Open acoburn opened 5 years ago
I would consider these implementation decisions. Tagging @hvdsomp.
I think it would help to bridge LDP and Memento by defining:
I used broader language above so that while Memento is the main candidate, it can potentially be extended - but that's just speculation for now.
I think the Solid spec should draw from or align with https://fcrepo.github.io/fcrepo-specification/#resource-versioning . We need to process/digest this properly and should have some implementation experience before throwing something into the spec.
We can answer the questions you've raised once we have some consensus that:
I'm not certain myself but would like to have a discussion to what degree Memento is required or baked into Solid servers. From an application's perspective, I think it'd would be great to have it (so that's more like a MUST) but from a server's perspective, MUST is a high requirement in that basically we're forcing all servers to make a certain "promise" about resources. Server or resource "owners" may not want to commit to that obviously or even be particularly useful/sensible for the kind of data they are generally storing/serving. SHOULD/MAY? We can however at the very least use language like "if a server supports Memento, then it MUST..." which will allow interop with clients with Memento know-how.
As interesting and useful as Memento is, I strongly suggest a MAY only. Memento is an orthogonal specification; no need to mandate it.
Pretty much everything in Solid is an orthogonal spec. The spec already (or plans to) mandate a number of things, so Memento is no different, if of course desired. What the Solid spec would be doing is clarifying the relationships between Memento and everything else in Solid. Or more broadly resource versioning. I think that is needed and now is a good time to map that out.
I'm hoping to extend the discussion and the implications of a system (and eventually the ecosystem) that is generally aware of versioning. Understanding that better would help to determine if MUST/SHOULD/MAY.
Pretty much everything in Solid is an orthogonal spec.
Agreed; I meant orthogonal to the whole of what we now consider as "Solid", i.e., the combination of LDP+WAC+Auth.
I would need to see very strong arguments for anything other than a MAY. Of course, we can also have a trivial implementation of Memento which can easily be a MUST, i.e., Memento says that versioned resources must support datetime conneg. A server can easily be fully compliant with Memento without supporting it, namely by just not offering versioned resources at all.
I would very strongly suggest only a MAY too (simply because I think it's a value-add feature that many implementors may not want to be burdened with). I also think it offers nice differentiation (and justification) for Enterprise implementations to provide lots of nice features around versioning.
But I do agree with Sarven's suggestions for the spec to provide guidance for implementations that choose to implement Memento to help interoperability.

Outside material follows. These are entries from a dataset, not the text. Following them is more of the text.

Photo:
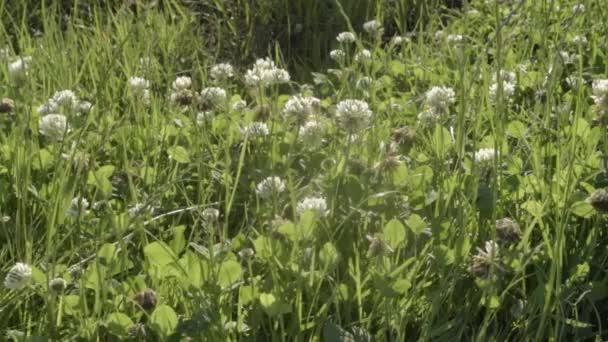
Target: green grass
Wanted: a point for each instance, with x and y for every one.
(395, 255)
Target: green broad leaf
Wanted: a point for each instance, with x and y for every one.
(394, 233)
(273, 306)
(179, 154)
(582, 209)
(38, 276)
(306, 225)
(229, 273)
(163, 320)
(179, 239)
(289, 231)
(43, 160)
(329, 256)
(107, 254)
(335, 333)
(397, 67)
(400, 175)
(516, 129)
(416, 224)
(118, 323)
(159, 254)
(248, 294)
(534, 208)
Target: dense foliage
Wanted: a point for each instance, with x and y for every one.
(445, 183)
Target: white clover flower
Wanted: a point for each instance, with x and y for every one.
(18, 70)
(508, 90)
(455, 38)
(363, 56)
(4, 53)
(568, 58)
(301, 107)
(572, 81)
(440, 98)
(211, 215)
(429, 116)
(473, 13)
(138, 84)
(256, 129)
(54, 126)
(373, 27)
(337, 55)
(78, 207)
(311, 134)
(65, 98)
(139, 87)
(485, 155)
(269, 187)
(203, 117)
(318, 205)
(182, 83)
(239, 105)
(18, 276)
(364, 83)
(353, 115)
(346, 37)
(275, 76)
(222, 71)
(399, 40)
(579, 40)
(600, 93)
(578, 8)
(213, 95)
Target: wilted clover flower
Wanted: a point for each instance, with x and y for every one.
(600, 94)
(311, 134)
(301, 107)
(353, 115)
(18, 276)
(373, 27)
(18, 70)
(508, 90)
(239, 105)
(578, 8)
(438, 99)
(139, 88)
(204, 117)
(181, 83)
(265, 73)
(256, 129)
(211, 215)
(484, 259)
(6, 105)
(579, 40)
(316, 204)
(599, 200)
(508, 230)
(57, 285)
(346, 37)
(455, 39)
(485, 155)
(337, 55)
(78, 207)
(54, 126)
(270, 187)
(213, 95)
(222, 71)
(363, 56)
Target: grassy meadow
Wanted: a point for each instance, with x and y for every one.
(304, 171)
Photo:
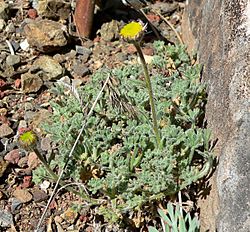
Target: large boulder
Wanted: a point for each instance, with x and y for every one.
(221, 34)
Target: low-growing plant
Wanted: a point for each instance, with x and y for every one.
(118, 158)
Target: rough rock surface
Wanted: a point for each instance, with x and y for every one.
(46, 35)
(222, 32)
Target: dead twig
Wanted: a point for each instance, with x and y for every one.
(71, 153)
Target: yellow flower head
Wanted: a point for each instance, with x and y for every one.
(27, 139)
(132, 31)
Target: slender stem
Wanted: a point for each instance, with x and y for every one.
(150, 92)
(50, 171)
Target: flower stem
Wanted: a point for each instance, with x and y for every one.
(150, 92)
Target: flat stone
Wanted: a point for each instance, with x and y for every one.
(6, 218)
(54, 9)
(23, 195)
(13, 60)
(30, 83)
(221, 35)
(5, 130)
(47, 68)
(45, 35)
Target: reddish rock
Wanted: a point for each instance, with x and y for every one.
(13, 156)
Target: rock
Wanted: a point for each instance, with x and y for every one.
(47, 68)
(30, 83)
(70, 215)
(4, 10)
(23, 195)
(5, 130)
(13, 156)
(3, 166)
(110, 31)
(33, 160)
(39, 195)
(2, 24)
(45, 35)
(13, 60)
(221, 32)
(54, 9)
(6, 218)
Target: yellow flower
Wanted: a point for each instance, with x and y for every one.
(132, 31)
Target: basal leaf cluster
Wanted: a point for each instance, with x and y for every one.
(117, 157)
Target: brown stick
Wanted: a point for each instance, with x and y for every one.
(83, 17)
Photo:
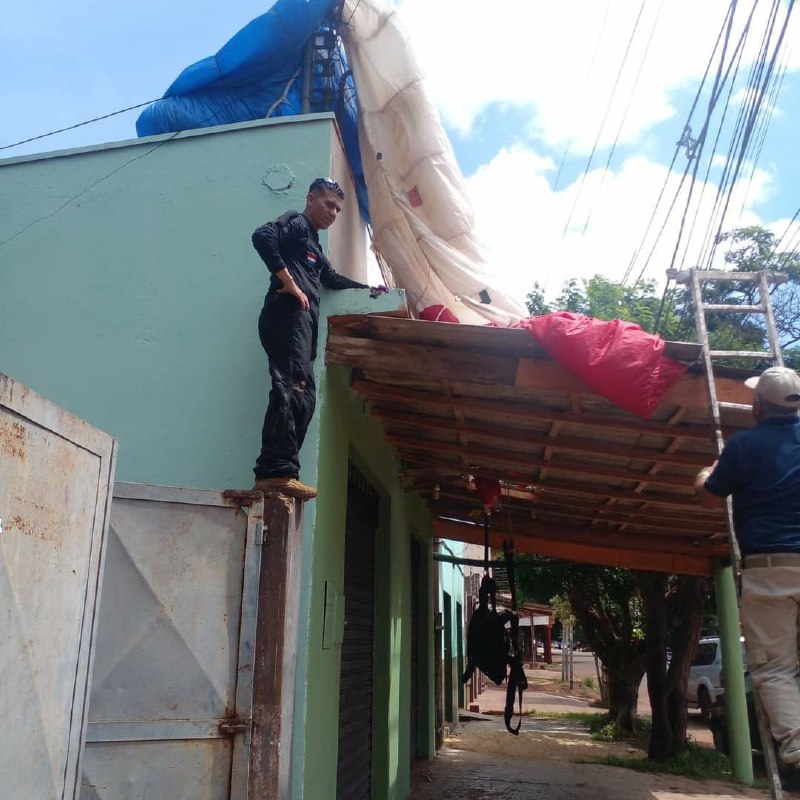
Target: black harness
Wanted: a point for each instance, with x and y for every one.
(493, 638)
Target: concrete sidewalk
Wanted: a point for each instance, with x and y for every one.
(493, 700)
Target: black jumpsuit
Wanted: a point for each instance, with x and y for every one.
(289, 336)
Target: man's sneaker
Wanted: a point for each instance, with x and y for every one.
(288, 486)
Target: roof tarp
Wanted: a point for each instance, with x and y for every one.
(409, 183)
(258, 73)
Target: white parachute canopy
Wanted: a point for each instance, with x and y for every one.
(422, 219)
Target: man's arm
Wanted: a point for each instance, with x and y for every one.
(331, 279)
(705, 498)
(267, 241)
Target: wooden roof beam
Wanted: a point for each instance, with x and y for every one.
(651, 560)
(566, 488)
(507, 459)
(527, 412)
(562, 443)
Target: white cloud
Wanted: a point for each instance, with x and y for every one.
(561, 60)
(525, 238)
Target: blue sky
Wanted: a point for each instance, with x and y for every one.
(519, 84)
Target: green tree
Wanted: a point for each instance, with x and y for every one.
(617, 607)
(607, 604)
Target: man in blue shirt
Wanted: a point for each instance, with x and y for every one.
(760, 469)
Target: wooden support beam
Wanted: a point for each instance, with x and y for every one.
(690, 390)
(566, 488)
(526, 412)
(601, 447)
(547, 515)
(652, 560)
(506, 460)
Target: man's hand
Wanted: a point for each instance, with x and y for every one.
(707, 500)
(290, 287)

I was hoping that we continue to develop our understanding before jumping into a decision on the conformance level. Without looking at use cases, having some implementation experience or at the very least having confidence on the kind of space we envision, the decision is arbitrary. It entirely depends on our assumptions and we ought to document some scenarios which grounds our reasoning.
While what may happen out there is at best a speculation, I thought that MUST may be difficult to achieve for implementers and resource "owners". I think we generally agree on that, but that doesn't imply MAY. Not MUST is not a free pass to MAY. Can't go from "difficult to enforce" to MAY. All we can say for now is that, it is probably not a MUST and that we need to bring forth more arguments and discussion. We need "very strong arguments" for MAY as well as anything else. Calling MUST, SHOULD, MAY or nothing at all is relatively the easy part once we know exactly where we are heading. How important is it? What do we gain/lose? Tradeoffs? Risks?
There is nothing particular about MAY that's preferable than not saying anything. Sure it is a good signal - we think it is relevant and makes sense. However, ultimately it is not required for interop with the exception of prescribing some glue for LDP/Memento for those that care: "if you do happen to implement x, make sure sure to do y". After all, we can throw in MAYs for whatever we think of is interesting or useful out there. So what? The point is that even if/when we eventually arrive at a MAY, we more or less need to hint at the why in the spec, and not "oh four people showed up on github and thought really hard about it" :)
Apologies for a late response. I've been feeling a bit under the weather. A few things:
While a Memento resource may carry with it a promise of immutability, there is a very practical need to be able to delete these resources.
In order to comply with legal and/or privacy-related rules (e.g. GDPR), it will be absolutely necessary for an implementation to have some mechanism to purge data from its history. Whether that mechanism is part of the public HTTP interface can be a separate question, though it is worth noting that even the Fedora API supports DELETE for Memento resources.
I very much agree with that, but, with my answers, wanted to point out what the expectation per the Memento spec is. Reality can obviously differ. We (creators of the Memento spec/tools) had conversations like this with the editors of the Fedora API spec, who were dealing with challenges that were very similar to the ones you describe. The Fedora API spec reflects the results of those conversations.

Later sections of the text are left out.